1

Lets say I have a simple code like this (fiddleLink):

using System;

public class Program
{
    public static void Main()
    {
        //Dependency register logic here
        var service = new DataServiceAdapter();
        var client = new Client(service);
        Foo(client);
    }

    //Work class
    public static void Foo(Client client)
    {
        client.ClientMethod();
    }
}

public class Client
{
    private readonly IDataService _service;
    public Client(IDataService service)
    {
        _service = service;
    }

    public void ClientMethod()
    {
        Console.WriteLine(_service.Method());
        Console.WriteLine(_service.Method2("Hello"));
    }
}

internal class DataServiceAdapter : IDataService
{
    public bool Method()
    {
        using (var something = new SpecifiDataService())
        {
            return something.Method();
        }
    }

    public int Method2(string arg)
    {
        using (var something = new SpecifiDataService())
        {
            return something.Method2(arg);
        }
    }
}

public class SpecifiDataService : IDataService, IDisposable
{
    public bool Method()
    {
        return true;
    }

    public int Method2(string arg)
    {
        return arg.Length;
    }

    public void Dispose()
    {
        //Dispose logic here
    }
}

public interface IDataService
{
    bool Method();
    int Method2(string arg);
}

Goal I want to achieve is to encapsulate using logic from client somewhere else (specifically in DataServiceAdapter class).

Is there any way to write using statement only once and not repeat it in every single method?

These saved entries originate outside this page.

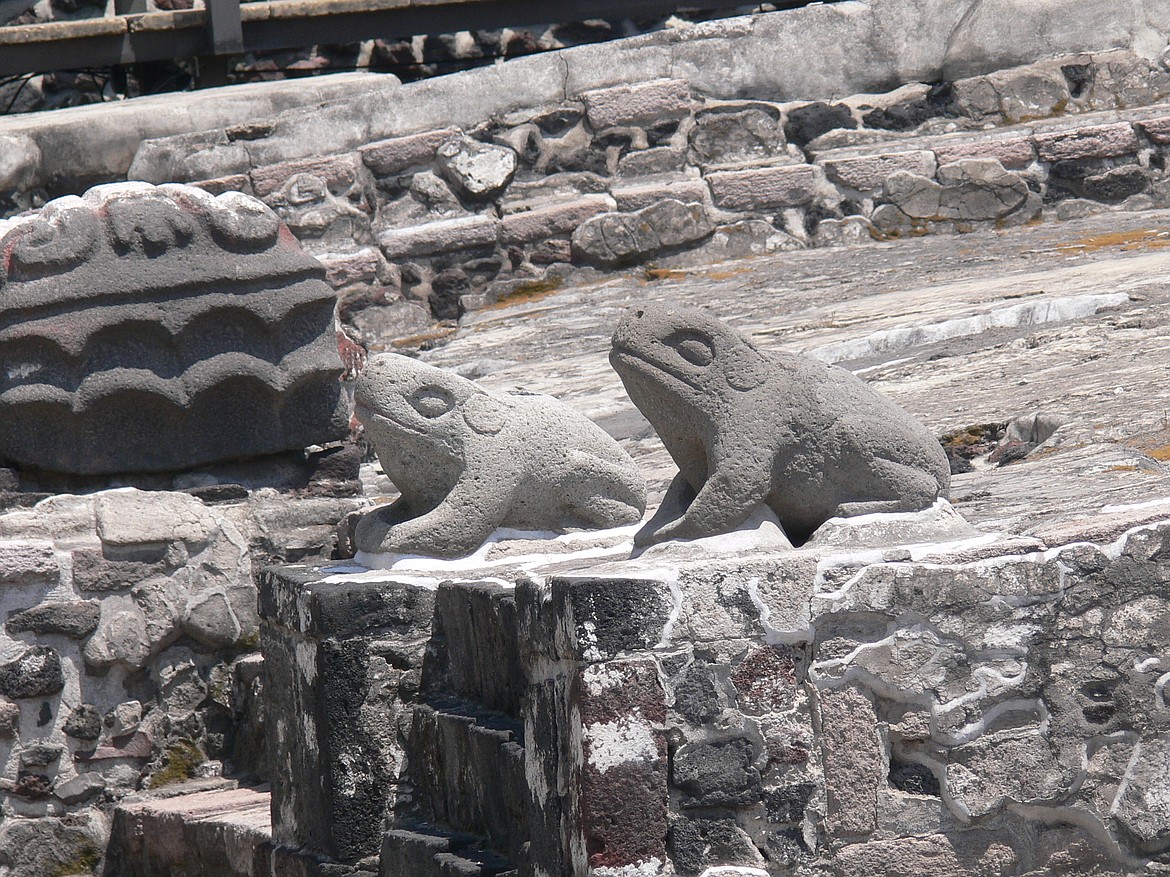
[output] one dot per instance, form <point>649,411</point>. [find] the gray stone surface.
<point>972,190</point>
<point>467,462</point>
<point>240,361</point>
<point>809,440</point>
<point>617,239</point>
<point>73,619</point>
<point>36,672</point>
<point>479,171</point>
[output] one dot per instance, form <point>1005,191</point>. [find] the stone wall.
<point>686,145</point>
<point>129,654</point>
<point>879,701</point>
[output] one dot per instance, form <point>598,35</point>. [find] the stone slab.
<point>335,701</point>
<point>400,153</point>
<point>866,173</point>
<point>440,236</point>
<point>763,187</point>
<point>1089,142</point>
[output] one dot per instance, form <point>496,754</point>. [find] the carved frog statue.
<point>745,427</point>
<point>468,461</point>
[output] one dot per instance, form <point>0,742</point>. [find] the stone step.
<point>474,650</point>
<point>428,851</point>
<point>221,833</point>
<point>467,771</point>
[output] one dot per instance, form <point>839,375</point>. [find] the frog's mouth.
<point>367,415</point>
<point>621,357</point>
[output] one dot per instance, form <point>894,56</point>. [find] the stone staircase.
<point>468,809</point>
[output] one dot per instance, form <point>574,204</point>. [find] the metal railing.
<point>228,27</point>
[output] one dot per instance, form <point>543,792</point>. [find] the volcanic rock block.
<point>157,329</point>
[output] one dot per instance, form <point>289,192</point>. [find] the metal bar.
<point>129,7</point>
<point>225,34</point>
<point>224,28</point>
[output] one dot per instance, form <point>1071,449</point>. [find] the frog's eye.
<point>432,401</point>
<point>694,346</point>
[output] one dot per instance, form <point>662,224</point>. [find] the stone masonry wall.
<point>432,223</point>
<point>940,710</point>
<point>129,654</point>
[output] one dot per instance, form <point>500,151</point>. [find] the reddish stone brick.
<point>866,173</point>
<point>631,104</point>
<point>1157,130</point>
<point>762,188</point>
<point>398,153</point>
<point>1014,153</point>
<point>337,171</point>
<point>1093,142</point>
<point>552,220</point>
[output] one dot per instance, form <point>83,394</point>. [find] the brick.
<point>1013,153</point>
<point>635,198</point>
<point>1157,130</point>
<point>25,563</point>
<point>624,762</point>
<point>1093,142</point>
<point>360,267</point>
<point>866,173</point>
<point>398,153</point>
<point>558,219</point>
<point>631,104</point>
<point>337,171</point>
<point>234,183</point>
<point>852,759</point>
<point>758,188</point>
<point>441,236</point>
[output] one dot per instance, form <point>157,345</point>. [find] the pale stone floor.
<point>1067,318</point>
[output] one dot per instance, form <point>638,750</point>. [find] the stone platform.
<point>904,693</point>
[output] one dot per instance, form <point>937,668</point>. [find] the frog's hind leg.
<point>612,495</point>
<point>909,489</point>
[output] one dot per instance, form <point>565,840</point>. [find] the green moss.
<point>84,862</point>
<point>181,761</point>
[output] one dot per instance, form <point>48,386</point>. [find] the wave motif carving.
<point>159,329</point>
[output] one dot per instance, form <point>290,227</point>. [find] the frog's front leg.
<point>679,495</point>
<point>454,529</point>
<point>728,497</point>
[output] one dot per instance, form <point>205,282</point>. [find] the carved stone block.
<point>157,329</point>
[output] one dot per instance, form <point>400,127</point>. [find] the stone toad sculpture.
<point>810,440</point>
<point>468,461</point>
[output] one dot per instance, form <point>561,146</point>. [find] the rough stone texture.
<point>28,563</point>
<point>972,188</point>
<point>468,462</point>
<point>730,135</point>
<point>242,363</point>
<point>866,173</point>
<point>479,171</point>
<point>853,761</point>
<point>222,831</point>
<point>617,239</point>
<point>1013,153</point>
<point>631,104</point>
<point>74,620</point>
<point>341,661</point>
<point>1094,142</point>
<point>441,236</point>
<point>551,220</point>
<point>400,153</point>
<point>835,448</point>
<point>761,188</point>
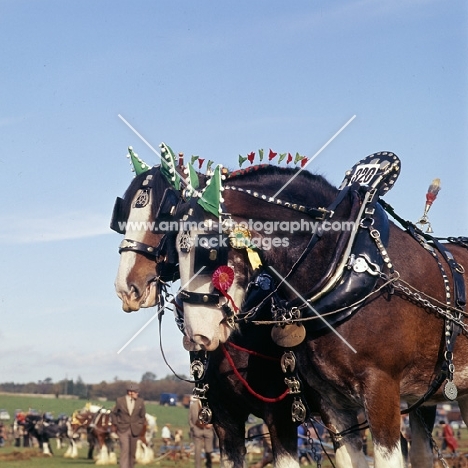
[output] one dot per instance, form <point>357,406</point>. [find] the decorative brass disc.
<point>288,336</point>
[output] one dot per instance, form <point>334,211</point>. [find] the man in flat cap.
<point>129,416</point>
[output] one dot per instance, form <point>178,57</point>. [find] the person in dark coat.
<point>129,417</point>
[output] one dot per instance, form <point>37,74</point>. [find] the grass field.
<point>11,457</point>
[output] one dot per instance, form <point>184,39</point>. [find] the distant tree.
<point>148,377</point>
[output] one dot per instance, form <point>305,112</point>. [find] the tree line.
<point>151,388</point>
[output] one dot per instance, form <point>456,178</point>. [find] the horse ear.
<point>139,166</point>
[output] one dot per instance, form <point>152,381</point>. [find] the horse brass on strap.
<point>450,390</point>
<point>288,336</point>
<point>298,411</point>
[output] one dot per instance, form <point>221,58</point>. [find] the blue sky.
<point>216,79</point>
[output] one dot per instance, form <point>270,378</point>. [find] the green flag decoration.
<point>242,160</point>
<point>191,181</point>
<point>298,158</point>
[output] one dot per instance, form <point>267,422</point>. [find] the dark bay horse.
<point>137,273</point>
<point>44,429</point>
<point>388,338</point>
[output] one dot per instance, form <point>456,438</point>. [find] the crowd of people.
<point>128,417</point>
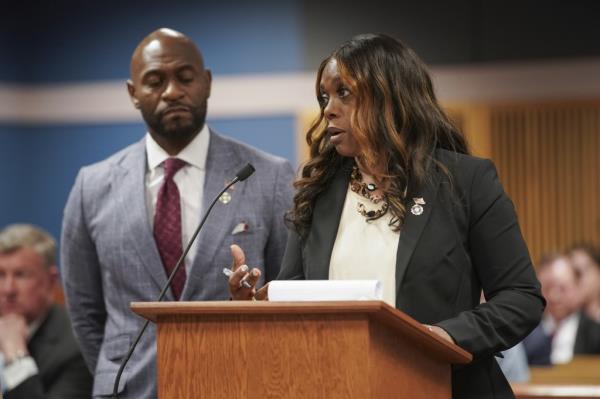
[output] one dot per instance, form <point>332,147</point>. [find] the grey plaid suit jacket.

P.S. SpecifiDataService may be WCF client service or DbContext of EntityFramework. Both should have short lifespans so I cant just open connection once and work with it.

P.P.S I can't reuse SpecificDataService because in real case it will be WCF proxy-client or EntityFramework DbContext implementation. Both cases contains dozens of method calls, so I have to write using statements everywhere. First of all I want to free my client class from implementation of service. It should work both with short living services and long living ones. Another thing I tried to achieve - write methods without using because its boring copy-paste in every single method

2
  • Can you briefly describe the kind of cleanup action that will be performed by the Dispose method? If it is third-party code, please try your best to describe what it might do, according to your understanding. The purpose is to evaluate the tradeoffs of deferring the dispose, i.e. to keep the IDataService objects alive for a longer time, possibly across multiple function calls.
    – rwong
    Aug 7, 2015 at 8:47
  • @rwong SpecifiDataService may be WCF client service or DbContext of EntityFramework. Both should have short lifespans so I cant just open connection once and work with it.
    – Szer
    Aug 7, 2015 at 9:24

1 Answer 1

4

C#3+:

internal class DataServiceAdapter : IDataService
{
    public bool Method()
    {
        return Using(s => s.Method());
    }

    public int Method2(string arg)
    {
        return Using(s => s.Method2(arg));
    }

    private static TRes Using<TRes>(Func<SpecifiDataService, TRes> func)
    {
        using (var something = new SpecifiDataService())
        {
            return func(something);
        }
    }
}

C#6:

internal class DataServiceAdapter : IDataService
{
    public bool Method() => Using(s => s.Method());

    public int Method2(string arg) => Using(s => s.Method2(arg));

    private static TRes Using<TRes>(Func<SpecifiDataService, TRes> func)
    {
        using (var something = new SpecifiDataService())
            return func(something);
    }
}

Explanation: extract a command-pattern-like function and then reduce its arity via partial application.

http://codeblog.jonskeet.uk/2012/01/30/currying-vs-partial-function-application

https://stackoverflow.com/questions/327955/does-functional-programming-replace-gof-design-patterns

7
  • It would be a bunch of one-liners with C#6 by the way.
    – Den
    Aug 7, 2015 at 9:43
  • Could you show me please how it could be an one-liner in C#6?
    – Szer
    Aug 7, 2015 at 9:51
  • @Szer ok, done.
    – Den
    Aug 7, 2015 at 10:07
  • 1
    @gnat the question belongs to codereview.stackexchange.com anyway and they allow code-only answers AFAIK. But I have made an effort to explain.
    – Den
    Aug 7, 2015 at 12:58
  • 1
    How is this writing using only once?